Isso ae são bots que ficam tentando às cegas acesso à equipamentos com vários users/passwords aleatórios. Qdo conseguem acesso, os usam para cometerem algum crime de maior proporção. Já fui alvo disso tbm, e acabei por desativar a porta ssh das RBs, pois não uso esse tipo de acesso.

----------


## EribertoTorres

Como o colega disse, são botnets, justamente por isso temos que tomar um especial cuidado, já que vão utilizar nossas redes (se conseguirem acesso) para cometerem crimes. Daí, quando sair um ataque com origem em nossa rede, até explicar que focinho de porco não é tomada, já foi muita aporrinhação.

Recentemente estava lendo um artigo, nao lembro a fonte, justamente sobre a fragilidade das redes wireless, já que muitos usuários não protegem seus equipamentos. Uma pessoa qualquer pode passar na rua rastreando redes e entrar na primeira rede livre que achar, cometer seus delitos e ir embora.

Outra vítima dos delinquentes sao as conexões 3G, por serem fáceis de serem contratadas sem devida documentação, mas nesse caso, a culpa caí em cima das grandes, e quem vai mexer com elas?

----------


## croko

> Como o colega disse, são botnets, justamente por isso temos que tomar um especial cuidado, já que vão utilizar nossas redes (se conseguirem acesso) para cometerem crimes.

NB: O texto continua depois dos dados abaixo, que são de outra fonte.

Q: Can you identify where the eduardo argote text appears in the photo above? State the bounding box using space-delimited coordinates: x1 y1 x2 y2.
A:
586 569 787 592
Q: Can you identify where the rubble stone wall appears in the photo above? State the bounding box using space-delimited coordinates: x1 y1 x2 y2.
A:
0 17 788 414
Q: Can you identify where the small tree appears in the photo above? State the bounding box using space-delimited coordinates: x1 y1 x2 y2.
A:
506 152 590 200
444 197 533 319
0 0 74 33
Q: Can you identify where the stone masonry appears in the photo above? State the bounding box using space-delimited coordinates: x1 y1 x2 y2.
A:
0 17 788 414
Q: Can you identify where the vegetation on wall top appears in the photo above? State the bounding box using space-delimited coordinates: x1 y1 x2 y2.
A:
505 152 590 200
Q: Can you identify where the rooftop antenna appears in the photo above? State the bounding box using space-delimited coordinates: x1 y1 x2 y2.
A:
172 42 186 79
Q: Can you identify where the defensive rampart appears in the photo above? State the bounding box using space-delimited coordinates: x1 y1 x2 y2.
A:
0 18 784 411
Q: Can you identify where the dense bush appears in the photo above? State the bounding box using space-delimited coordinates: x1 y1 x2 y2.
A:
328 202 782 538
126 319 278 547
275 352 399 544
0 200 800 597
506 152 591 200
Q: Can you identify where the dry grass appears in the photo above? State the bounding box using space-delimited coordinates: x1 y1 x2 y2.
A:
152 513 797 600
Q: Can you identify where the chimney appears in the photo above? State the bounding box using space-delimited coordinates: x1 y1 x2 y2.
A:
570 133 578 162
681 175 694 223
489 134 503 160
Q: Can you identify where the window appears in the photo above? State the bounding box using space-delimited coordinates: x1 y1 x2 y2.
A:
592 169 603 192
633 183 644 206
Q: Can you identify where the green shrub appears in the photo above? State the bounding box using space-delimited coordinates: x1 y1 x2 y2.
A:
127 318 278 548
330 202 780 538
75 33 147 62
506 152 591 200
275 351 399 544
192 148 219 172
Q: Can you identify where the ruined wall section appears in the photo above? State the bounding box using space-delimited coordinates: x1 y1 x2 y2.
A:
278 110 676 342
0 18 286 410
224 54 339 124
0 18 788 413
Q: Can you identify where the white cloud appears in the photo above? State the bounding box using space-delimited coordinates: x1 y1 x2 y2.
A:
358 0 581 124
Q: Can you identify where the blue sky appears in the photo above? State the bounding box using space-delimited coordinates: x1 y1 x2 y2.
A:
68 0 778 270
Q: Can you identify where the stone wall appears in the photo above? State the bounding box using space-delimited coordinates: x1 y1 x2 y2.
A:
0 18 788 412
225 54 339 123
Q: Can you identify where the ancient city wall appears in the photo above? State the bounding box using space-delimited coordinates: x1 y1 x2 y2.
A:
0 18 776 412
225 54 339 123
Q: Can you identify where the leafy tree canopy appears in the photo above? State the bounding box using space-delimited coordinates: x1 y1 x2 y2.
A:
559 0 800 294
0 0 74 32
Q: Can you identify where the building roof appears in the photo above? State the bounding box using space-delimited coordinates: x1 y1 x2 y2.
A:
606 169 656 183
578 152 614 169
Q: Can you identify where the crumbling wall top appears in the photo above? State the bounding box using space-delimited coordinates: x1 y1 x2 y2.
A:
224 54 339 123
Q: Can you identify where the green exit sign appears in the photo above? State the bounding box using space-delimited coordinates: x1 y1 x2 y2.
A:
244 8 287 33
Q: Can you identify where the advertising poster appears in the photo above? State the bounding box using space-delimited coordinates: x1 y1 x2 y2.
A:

Daí, quando sair um ataque com origem em nossa rede, até explicar que focinho de porco não é tomada, já foi muita aporrinhação.
> 
> Recentemente estava lendo um artigo, nao lembro a fonte, justamente sobre a fragilidade das redes wireless, já que muitos usuários não protegem seus equipamentos. Uma pessoa qualquer pode passar na rua rastreando redes e entrar na primeira rede livre que achar, cometer seus delitos e ir embora.
> 
> Outra vítima dos delinquentes sao as conexões 3G, por serem fáceis de serem contratadas sem devida documentação, mas nesse caso, a culpa caí em cima das grandes, e quem vai mexer com elas?



Ngm meche com as grandes... e nunca vao mecher..  :Wink: 


Júlio

----------